Prävention und Management
Die klinischen Therapieziele für indigene Patienten unterscheiden sich nicht von denen der Allgemeinbevölkerung [Grade D, Consensus]. Der Weg zur Zielerreichung erfordert jedoch angepasste Strategien:
- Prädiabetes: Lebensstilinterventionen (Ernährung, Bewegung) und/oder Metformin zur Verzögerung der Manifestation.
- Schwangerschaft: Erreichen eines gesunden Körpergewichts vor der Konzeption zur Reduktion des GDM-Risikos [Grade D, Consensus]. Sofortiges Stillen postpartum wird empfohlen, um neonatale Hypoglykämien zu vermeiden [Grade D, Consensus].
- Kulturelle Einbindung: Präventionsprogramme müssen geografische, kulturelle und sozioökonomische Barrieren (z. B. Ernährungsunsicherheit, psychologischer Stress) berücksichtigen [Grade D, Consensus].
Das E4E-Rahmenwerk (Educating for Equity)
Das E4E-Konzept unterstützt Behandler dabei, soziale und kulturelle Aspekte in die klinische Interaktion zu integrieren. Es zielt darauf ab, soziale Barrieren abzubauen und Kultur als therapeutische Ressource zu nutzen.

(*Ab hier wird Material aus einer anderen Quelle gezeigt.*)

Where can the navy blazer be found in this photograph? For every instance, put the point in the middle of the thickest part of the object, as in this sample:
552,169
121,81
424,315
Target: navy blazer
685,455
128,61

| Strategie-Bereich | Klinische Umsetzung |
|---|---|
| Soziale & wirtschaftliche Barrieren | Ressourcenmangel (z. B. Armut) aktiv erfragen und dessen Einfluss auf das Diabetes-Management anerkennen. |
| Traumata & Kolonialisierung | Eigene Vorurteile reflektieren. Auf Widerstand oder Zögern des Patienten achten (oft Resultat historischer Spannungen). Autoritäres Auftreten vermeiden. |
| Kultur als Therapie | Kulturelle Kongruenz der Therapieempfehlungen anstreben. Patienten bei der Nutzung traditioneller Ressourcen unterstützen. |
| Beziehungsaufbau | Professionelle Distanz überdenken; Vertrauen durch Gegenseitigkeit aufbauen. Das Tempo an die Lebenswelt des Patienten anpassen. |
💡Praxis-Tipp
Bauen Sie eine vertrauensvolle therapeutische Beziehung auf, anstatt sich ausschließlich auf das Erreichen von Zielwerten zu fokussieren. Berücksichtigen Sie dabei aktiv die sozialen und kulturellen Hintergründe sowie mögliche historische Traumata.